— На цивильное жалованье ноги быстро протянешь, ежели честно службу править. А я к иному неспособный…
Неожиданно Ушакова вызвал граф Чернышев, вице-президент Адмиралтейств-коллегий.
— Его высочество желает вас лицезреть.
Наследник Павел долго расспрашивал Ушакова о сражениях с турками, дотошно интересовался качествами черноморских кораблей.
Стареющая Екатерина встретила Ушакова радушно, усадила в кресло напротив себя, перед окном. Ранее она видела его мимолетно в Севастополе, во время вояжа на Юг. Тогда, на пиру в шатре у Потемкина, он примостился где-то поодаль и при свете свечей не выделялся и был не очень заметен. Потом князь не раз с похвалой отзывался о нем, восхищался его мастерством и заслугами в схватках с турками. Ей запомнилось одно, столь редко встречающееся среди ее приближенных свойство характера этого моряка — честность и неподкупность. Сама императрица восторгалась его победами на море, называя его «мой адмирал Ушаков» в письмах своим европейским друзьям.

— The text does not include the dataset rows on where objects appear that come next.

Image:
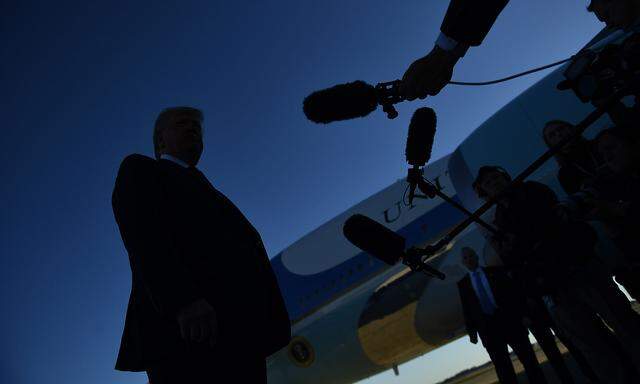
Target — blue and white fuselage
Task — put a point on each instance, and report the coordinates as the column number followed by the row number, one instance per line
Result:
column 354, row 316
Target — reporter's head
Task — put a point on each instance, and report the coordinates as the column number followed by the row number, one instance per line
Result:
column 491, row 181
column 616, row 13
column 469, row 258
column 555, row 131
column 618, row 149
column 178, row 132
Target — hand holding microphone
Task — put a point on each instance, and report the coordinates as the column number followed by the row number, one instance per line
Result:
column 428, row 75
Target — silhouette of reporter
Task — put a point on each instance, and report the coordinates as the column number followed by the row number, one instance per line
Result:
column 202, row 284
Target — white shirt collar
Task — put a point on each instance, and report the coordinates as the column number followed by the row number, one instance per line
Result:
column 174, row 159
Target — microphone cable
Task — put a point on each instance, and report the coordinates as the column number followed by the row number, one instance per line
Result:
column 534, row 70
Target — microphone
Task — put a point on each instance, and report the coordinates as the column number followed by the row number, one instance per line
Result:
column 374, row 238
column 384, row 244
column 422, row 131
column 351, row 100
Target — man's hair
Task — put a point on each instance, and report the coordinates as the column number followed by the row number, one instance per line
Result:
column 165, row 117
column 482, row 173
column 554, row 123
column 469, row 249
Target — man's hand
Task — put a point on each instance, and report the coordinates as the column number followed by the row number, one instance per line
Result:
column 605, row 210
column 428, row 75
column 198, row 322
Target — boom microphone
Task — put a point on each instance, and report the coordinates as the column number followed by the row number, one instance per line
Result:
column 422, row 131
column 351, row 100
column 374, row 238
column 341, row 102
column 386, row 245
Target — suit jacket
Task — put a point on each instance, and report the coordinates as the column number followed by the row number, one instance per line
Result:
column 508, row 298
column 469, row 21
column 545, row 246
column 186, row 241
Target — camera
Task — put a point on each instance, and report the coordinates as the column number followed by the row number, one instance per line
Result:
column 594, row 75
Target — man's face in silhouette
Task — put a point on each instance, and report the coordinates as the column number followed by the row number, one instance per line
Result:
column 616, row 13
column 554, row 133
column 616, row 153
column 469, row 259
column 493, row 183
column 182, row 138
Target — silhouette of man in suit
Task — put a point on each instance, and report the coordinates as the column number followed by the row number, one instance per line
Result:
column 492, row 309
column 204, row 301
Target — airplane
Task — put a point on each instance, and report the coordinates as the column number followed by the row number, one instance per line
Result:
column 354, row 316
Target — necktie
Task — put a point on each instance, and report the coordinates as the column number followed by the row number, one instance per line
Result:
column 483, row 295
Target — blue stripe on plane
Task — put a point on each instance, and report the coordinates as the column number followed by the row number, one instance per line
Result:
column 305, row 293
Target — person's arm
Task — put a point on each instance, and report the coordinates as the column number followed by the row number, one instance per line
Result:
column 465, row 24
column 137, row 200
column 279, row 334
column 470, row 326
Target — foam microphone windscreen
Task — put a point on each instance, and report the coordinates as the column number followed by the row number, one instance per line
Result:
column 422, row 131
column 341, row 102
column 374, row 238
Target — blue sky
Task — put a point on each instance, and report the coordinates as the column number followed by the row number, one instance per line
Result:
column 83, row 82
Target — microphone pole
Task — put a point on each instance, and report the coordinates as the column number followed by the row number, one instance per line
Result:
column 430, row 191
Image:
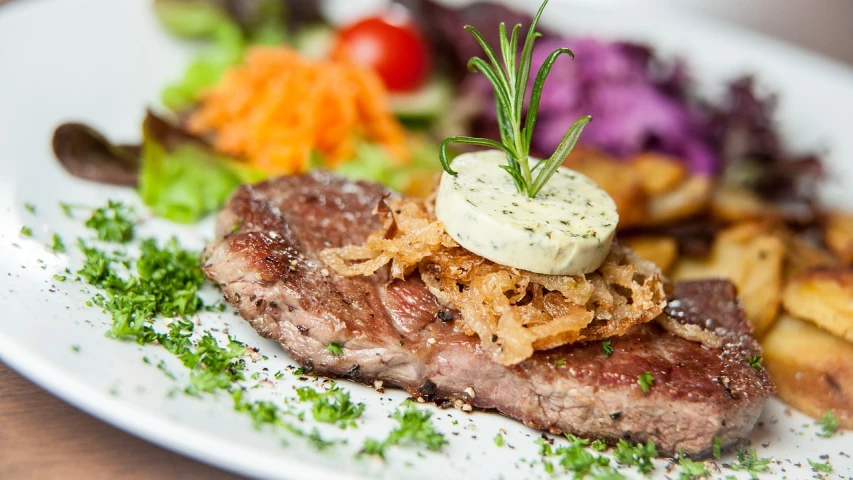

Как только он вошел в кабинет, Екатерина сразу отметила его статную, не по годам, стройную широкоплечую фигуру, среднего роста. Ступал он пружинисто и уверенно, без какой-либо робости.
Сейчас солнечные лучи скользили по широкому и высокому лбу, что полагало неординарность ума, румянец на чуть округлых щеках говорил о здоровом образе жизни, а плотно сжатые губы подчеркивали недюжинную волю характера. Физиономию собеседника красили необычной голубизны глаза, проницательные и в то же время по-детски наивные.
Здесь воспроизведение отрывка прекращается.